In other words, consider $\mathbf u$ a direction vector of $L$, and let $\mathbf v$ such that $\mathbf u,\mathbf v,\mathbf k_A$ is a (right-handed) orthonormal basis. There exists $\varphi\in\mathbb R$ such that \begin{align} \mathbf u &~=~& \cos(\varphi) \mathbf i_A& +\sin(\varphi)\mathbf j_A\\ \mathbf v &~=~& -\sin(\varphi) \mathbf i_A& +\cos(\varphi)\mathbf j_A\\ \mathbf i_A &~=~& \cos(\varphi)\mathbf u& -\sin(\varphi)\mathbf v\\ \mathbf j_A &~=~& \sin(\varphi)\mathbf u& +\cos(\varphi)\mathbf v \end{align}
Now you get \begin{cases} \mathbf i_B &=& r_{L,\theta}(\mathbf i_A) &=& \cos(\varphi)\mathbf u-\sin(\varphi)\Big( \cos(\theta)\mathbf v+\sin(\theta)\mathbf k_A \Big)\\ \mathbf j_B &=& r_{L,\theta}(\mathbf j_A) &=& \sin(\varphi)\mathbf u+\cos(\varphi)\Big( \cos(\theta)\mathbf v+\sin(\theta)\mathbf k_A \Big)\\ \mathbf k_B &=& r_{L,\theta}(\mathbf k_A) &=& -\sin(\theta)\mathbf v+\cos(\theta)\mathbf k_A \end{cases} If you plug in the expressions of $\mathbf u,\mathbf v$ in the equation above, you'll obtain an expression of $\mathbf i_B,\mathbf j_B,\mathbf k_B$ in terms of $\mathbf i_A,\mathbf j_A,\mathbf k_A,\varphi$ and $\theta$. Basically if you can determine $\varphi$ and $\theta$, you'll get $\mathbf i_B$ and $\mathbf j_B$. In particular $$ \mathbf k_B = \sin(\theta)\sin(\varphi)\mathbf i_A -\sin(\theta)\cos(\varphi)\mathbf j_A +\cos(\theta)\mathbf k_A =c_{zx}\mathbf i_A+c_{zy}\mathbf j_A+c_{zz}\mathbf k_A $$ so you can fairly easily obtain $\varphi$ and $\theta$ in the general case.
Note that your problem statement ensures that we are in the general case, because the thing on the lines parallel to $\mathbf k_A$ guarantees that $\sin(\theta)\neq 0$, meaning that you can always find $\varphi$, from which you can always deduce $\theta$, and everything else from there.
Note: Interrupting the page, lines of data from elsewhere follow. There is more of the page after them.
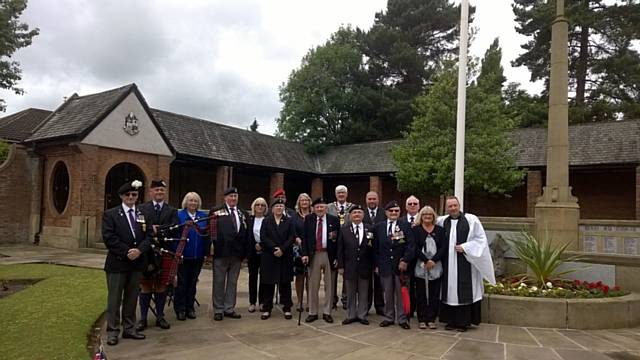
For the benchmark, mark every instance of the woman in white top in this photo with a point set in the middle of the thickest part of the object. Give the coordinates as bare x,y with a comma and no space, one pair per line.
257,214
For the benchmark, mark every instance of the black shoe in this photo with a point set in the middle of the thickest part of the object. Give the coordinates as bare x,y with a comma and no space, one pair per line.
134,336
142,324
162,324
348,321
327,318
233,315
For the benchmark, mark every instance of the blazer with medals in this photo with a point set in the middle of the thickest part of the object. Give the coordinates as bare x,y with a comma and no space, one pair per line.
390,250
356,258
275,269
118,238
332,227
228,240
380,216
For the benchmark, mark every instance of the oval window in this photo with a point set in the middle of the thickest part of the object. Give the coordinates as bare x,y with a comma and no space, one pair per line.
60,190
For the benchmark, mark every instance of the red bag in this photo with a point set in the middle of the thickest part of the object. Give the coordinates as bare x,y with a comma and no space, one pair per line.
406,297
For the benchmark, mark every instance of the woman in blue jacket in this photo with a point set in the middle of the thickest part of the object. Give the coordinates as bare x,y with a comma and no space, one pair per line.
195,250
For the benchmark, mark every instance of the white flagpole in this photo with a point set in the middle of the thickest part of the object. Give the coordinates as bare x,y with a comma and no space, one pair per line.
462,99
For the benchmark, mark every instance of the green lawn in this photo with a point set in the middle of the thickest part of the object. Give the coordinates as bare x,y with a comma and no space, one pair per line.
50,319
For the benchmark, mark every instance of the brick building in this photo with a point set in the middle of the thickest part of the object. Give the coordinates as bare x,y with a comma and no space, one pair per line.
65,166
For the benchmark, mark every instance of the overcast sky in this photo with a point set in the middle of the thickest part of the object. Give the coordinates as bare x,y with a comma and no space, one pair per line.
219,60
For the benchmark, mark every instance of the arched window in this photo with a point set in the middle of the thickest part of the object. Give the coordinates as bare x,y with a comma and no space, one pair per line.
60,187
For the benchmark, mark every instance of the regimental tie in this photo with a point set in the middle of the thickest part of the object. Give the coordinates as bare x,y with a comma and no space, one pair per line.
233,218
319,229
132,222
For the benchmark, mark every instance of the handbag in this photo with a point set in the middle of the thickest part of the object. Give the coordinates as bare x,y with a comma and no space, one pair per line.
429,250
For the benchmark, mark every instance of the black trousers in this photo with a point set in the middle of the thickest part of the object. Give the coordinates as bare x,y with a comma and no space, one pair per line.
184,296
284,288
255,293
428,312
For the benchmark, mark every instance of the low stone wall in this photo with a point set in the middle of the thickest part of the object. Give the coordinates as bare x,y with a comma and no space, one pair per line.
601,313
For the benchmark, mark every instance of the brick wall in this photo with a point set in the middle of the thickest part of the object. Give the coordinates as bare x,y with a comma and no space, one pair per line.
16,192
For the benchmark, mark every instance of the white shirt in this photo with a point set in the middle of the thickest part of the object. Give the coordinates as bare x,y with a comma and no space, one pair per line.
126,214
324,230
358,228
235,212
257,224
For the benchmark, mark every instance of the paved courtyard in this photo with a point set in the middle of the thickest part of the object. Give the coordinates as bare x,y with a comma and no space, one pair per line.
277,338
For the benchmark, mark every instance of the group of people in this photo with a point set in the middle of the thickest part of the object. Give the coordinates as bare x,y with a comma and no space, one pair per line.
154,247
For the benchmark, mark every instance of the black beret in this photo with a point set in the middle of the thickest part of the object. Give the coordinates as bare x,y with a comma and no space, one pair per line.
231,190
277,202
158,183
391,204
134,185
317,201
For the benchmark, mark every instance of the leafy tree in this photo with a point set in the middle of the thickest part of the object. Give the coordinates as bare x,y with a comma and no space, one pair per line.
320,97
13,36
604,69
254,125
426,160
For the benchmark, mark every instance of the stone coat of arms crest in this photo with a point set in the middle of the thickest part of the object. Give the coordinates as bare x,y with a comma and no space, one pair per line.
131,124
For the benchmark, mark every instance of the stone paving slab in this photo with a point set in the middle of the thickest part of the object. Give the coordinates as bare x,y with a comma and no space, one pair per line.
277,338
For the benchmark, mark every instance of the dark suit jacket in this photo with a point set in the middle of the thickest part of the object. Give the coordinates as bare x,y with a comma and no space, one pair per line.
380,216
275,269
228,241
118,239
356,259
332,228
388,252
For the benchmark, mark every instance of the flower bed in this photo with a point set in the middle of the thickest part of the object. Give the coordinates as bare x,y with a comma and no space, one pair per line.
566,289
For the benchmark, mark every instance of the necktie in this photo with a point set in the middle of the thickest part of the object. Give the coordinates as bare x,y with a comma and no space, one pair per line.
132,221
319,235
233,218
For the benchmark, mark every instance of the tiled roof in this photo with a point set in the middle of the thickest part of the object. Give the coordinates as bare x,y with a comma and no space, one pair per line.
590,144
79,114
17,127
209,140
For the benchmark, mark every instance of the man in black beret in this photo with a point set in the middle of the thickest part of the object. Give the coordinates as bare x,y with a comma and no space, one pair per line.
127,237
355,261
157,213
394,252
229,249
320,250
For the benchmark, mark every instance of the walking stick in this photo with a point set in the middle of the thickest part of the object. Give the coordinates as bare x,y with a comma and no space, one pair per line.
300,308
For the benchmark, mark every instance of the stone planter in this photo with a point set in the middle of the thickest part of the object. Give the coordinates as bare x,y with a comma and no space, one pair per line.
603,313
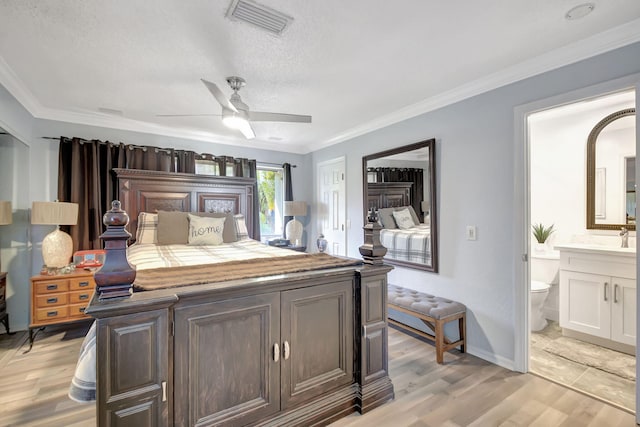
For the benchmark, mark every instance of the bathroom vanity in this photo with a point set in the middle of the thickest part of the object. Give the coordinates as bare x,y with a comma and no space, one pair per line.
598,294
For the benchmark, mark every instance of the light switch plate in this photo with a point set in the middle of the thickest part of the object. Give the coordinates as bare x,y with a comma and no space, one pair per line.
472,232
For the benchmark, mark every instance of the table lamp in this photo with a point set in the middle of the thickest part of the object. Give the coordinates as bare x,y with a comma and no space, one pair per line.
6,216
57,246
293,230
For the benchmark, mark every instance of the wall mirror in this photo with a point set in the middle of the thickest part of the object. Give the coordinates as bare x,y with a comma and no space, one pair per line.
611,184
400,184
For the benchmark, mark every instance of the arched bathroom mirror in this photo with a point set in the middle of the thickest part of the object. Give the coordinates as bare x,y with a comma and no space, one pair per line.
404,179
611,185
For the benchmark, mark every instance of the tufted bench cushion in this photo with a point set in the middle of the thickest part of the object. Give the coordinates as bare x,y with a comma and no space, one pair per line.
430,305
432,311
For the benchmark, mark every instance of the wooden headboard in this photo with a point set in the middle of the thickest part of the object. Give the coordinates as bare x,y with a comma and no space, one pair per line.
151,191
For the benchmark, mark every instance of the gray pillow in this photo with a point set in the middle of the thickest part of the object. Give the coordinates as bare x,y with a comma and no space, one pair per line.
173,228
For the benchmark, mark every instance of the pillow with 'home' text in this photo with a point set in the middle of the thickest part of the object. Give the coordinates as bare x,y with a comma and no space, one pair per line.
205,230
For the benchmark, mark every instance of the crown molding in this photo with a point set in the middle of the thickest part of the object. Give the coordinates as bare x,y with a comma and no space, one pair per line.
592,46
586,48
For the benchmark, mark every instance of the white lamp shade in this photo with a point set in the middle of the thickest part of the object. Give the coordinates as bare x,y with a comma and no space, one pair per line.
295,208
6,216
54,213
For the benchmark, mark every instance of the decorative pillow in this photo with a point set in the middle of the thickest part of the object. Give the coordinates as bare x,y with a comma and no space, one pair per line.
403,219
173,228
205,231
385,217
241,227
147,232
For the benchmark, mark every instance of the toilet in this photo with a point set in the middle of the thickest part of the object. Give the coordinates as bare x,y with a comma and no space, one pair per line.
544,273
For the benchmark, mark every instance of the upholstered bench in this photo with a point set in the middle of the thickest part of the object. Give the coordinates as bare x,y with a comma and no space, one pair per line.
434,312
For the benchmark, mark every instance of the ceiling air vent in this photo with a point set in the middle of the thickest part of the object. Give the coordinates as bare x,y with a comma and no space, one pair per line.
259,15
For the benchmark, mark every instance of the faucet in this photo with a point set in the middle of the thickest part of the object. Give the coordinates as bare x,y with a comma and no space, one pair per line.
624,233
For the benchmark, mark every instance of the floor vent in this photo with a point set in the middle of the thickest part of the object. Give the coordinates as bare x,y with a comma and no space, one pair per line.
259,15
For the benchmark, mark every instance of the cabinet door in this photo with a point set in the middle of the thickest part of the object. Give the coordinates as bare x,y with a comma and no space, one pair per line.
225,372
623,311
317,341
133,392
585,303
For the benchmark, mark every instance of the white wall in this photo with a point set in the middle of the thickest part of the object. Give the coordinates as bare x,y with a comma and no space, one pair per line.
475,186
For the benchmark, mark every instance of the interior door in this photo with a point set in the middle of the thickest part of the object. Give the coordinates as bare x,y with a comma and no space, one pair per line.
331,199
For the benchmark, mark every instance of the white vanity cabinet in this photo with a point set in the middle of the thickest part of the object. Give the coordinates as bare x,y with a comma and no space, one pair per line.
598,292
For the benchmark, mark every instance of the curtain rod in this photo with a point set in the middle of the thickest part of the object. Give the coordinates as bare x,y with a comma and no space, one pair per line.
57,138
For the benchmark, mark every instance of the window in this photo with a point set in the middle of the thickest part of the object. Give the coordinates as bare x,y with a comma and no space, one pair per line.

I was too lazy to prove the thing on lines parallel to $\mathbf k_A$ then, and I'm still too lazy now. If you really need it and can't figure it out, ping me sometimes next week and I'll have a look.
EDIT: Assuming I didn't mess up somewhere above, you also get $$ c_{xx}=\cos(\varphi)^2+\sin(\varphi)^2\cos(\theta) $$ and $$ c_{yy} = \sin(\varphi)^2+\cos(\varphi)^2\cos(\theta) $$ so in general $c_{xx}\neq c_{yy}$.